Step 4: Create a DataJob
-
Click DataJob > Create DataJob.
-
Select the source and target DataSources, and click Test Connection to ensure the connection to the source and target DataSources are both successful.
-
Select Incremental for DataJob Type, together with the Full Data option.
infoIn the Specification settings, make sure that you select a specification of at least 1 GB.
Allocating too little memory may result in Out of Memory (OOM) errors during DataJob execution.
-
Select the indices to be replicated.
-
Select the fields to be replicated.
infoIf you need to select specific fields for synchronization, you can first create the index on the target Elasticsearch instance. This allows you to define the schemas and fields that you want to synchronize.
-
Confirm the DataJob creation.
infoThe DataJob creation process involves several steps. Click Sync Settings > ConsoleJob, find the DataJob creation record, and click Details to view it.
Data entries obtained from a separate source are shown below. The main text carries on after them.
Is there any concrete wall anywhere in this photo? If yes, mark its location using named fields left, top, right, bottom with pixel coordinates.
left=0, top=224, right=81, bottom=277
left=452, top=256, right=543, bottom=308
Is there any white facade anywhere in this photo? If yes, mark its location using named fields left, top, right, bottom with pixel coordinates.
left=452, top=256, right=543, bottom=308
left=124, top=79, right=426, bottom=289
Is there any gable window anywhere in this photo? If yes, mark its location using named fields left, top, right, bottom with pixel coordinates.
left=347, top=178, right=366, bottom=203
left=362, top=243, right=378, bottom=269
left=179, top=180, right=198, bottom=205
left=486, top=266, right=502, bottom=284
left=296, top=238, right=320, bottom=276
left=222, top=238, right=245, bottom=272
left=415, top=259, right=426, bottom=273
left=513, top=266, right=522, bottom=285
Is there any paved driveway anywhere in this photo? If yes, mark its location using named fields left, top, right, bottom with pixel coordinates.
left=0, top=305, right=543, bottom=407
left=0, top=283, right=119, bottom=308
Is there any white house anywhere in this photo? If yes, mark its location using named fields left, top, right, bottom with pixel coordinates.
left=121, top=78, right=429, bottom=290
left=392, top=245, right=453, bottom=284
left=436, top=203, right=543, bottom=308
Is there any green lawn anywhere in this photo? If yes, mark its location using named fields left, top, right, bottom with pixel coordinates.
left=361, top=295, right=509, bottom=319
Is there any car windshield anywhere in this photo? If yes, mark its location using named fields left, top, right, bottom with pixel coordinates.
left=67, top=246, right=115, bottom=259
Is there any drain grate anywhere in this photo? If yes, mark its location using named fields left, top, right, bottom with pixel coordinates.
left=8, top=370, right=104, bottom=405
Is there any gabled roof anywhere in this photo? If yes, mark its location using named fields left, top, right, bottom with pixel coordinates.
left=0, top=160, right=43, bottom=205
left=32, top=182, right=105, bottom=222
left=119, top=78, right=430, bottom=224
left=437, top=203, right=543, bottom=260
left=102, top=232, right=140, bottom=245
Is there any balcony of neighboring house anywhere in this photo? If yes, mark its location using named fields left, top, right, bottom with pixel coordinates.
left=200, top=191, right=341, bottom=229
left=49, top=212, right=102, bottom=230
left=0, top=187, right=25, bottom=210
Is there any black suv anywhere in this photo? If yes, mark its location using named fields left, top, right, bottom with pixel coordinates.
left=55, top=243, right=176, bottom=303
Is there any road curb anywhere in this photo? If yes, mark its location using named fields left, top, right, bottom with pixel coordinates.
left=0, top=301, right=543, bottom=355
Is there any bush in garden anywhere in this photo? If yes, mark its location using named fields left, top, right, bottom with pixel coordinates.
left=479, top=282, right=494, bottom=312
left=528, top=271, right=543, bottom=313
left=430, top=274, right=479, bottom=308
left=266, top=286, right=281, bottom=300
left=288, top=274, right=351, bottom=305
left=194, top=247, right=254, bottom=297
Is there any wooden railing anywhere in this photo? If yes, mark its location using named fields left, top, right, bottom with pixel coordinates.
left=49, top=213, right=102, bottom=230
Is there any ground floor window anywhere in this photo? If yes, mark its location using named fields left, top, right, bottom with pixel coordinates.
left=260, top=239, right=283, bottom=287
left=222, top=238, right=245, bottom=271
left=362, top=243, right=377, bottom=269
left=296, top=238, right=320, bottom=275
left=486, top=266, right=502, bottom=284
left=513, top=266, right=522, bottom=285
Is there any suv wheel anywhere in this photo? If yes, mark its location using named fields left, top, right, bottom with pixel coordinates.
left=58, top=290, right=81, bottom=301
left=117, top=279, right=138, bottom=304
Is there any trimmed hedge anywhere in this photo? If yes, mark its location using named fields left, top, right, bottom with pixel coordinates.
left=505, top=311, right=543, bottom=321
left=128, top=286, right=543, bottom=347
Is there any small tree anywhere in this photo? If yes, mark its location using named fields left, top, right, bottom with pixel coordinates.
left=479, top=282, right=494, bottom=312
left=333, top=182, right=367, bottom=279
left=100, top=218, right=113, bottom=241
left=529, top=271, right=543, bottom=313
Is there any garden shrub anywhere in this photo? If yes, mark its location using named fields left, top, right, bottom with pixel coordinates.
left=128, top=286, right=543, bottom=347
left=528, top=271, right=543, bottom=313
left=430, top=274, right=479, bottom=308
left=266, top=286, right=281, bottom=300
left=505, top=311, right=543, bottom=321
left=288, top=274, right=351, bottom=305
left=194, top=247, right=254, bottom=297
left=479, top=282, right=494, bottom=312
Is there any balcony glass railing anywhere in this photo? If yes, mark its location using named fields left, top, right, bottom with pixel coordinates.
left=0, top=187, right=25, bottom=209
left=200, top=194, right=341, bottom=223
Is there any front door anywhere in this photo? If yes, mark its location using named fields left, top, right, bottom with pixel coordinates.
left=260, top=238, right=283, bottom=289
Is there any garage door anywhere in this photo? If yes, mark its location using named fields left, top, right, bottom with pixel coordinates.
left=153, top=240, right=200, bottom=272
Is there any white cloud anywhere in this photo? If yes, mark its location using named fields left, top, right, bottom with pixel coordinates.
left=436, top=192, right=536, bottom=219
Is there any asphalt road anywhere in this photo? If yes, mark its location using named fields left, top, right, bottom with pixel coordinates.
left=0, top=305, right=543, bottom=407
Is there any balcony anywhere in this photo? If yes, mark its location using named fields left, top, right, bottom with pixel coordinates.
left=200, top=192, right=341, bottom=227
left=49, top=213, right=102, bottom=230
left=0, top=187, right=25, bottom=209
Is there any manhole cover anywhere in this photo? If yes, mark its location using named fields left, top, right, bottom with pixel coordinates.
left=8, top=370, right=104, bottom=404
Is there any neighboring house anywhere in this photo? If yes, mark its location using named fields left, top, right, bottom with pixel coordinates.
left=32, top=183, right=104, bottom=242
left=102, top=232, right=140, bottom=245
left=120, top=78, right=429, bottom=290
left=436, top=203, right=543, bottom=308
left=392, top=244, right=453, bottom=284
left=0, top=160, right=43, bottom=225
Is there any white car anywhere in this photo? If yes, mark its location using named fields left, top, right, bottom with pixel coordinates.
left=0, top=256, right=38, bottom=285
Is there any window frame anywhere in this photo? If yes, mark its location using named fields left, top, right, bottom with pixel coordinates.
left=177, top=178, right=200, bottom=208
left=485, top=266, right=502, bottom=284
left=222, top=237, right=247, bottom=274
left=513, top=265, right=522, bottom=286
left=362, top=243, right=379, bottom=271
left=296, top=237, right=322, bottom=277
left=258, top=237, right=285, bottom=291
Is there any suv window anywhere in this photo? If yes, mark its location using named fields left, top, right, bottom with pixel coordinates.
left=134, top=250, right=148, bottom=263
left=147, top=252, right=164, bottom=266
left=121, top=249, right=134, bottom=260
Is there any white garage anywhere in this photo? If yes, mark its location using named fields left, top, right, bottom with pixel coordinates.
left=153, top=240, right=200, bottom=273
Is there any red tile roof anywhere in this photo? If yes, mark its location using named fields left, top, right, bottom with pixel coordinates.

The DataJob creation with a source Elasticsearch instance includes the following steps:
- Schema Migration
- Initialization of Elasticsearch Triggers and Offsets
- Allocation of DataJobs to BladePipe Workers
- Creation of DataJob FSM (Finite State Machine)
- Completion of DataJob Creation
-
Wait for the DataJob to automatically run.
infoOnce the DataJob is created and started, BladePipe will automatically run the following DataTasks:
- Schema Migration: The index mapping definition in the source Elasticsearch instance will be migrated to the Target. If an index with the same name already exists in the Target, it will be ignored.
- Full Data Migration: All existing data in the Source will be fully migrated to the Target.
- Incremental Synchronization: Ongoing data changes will be continuously synchronized to the target instance.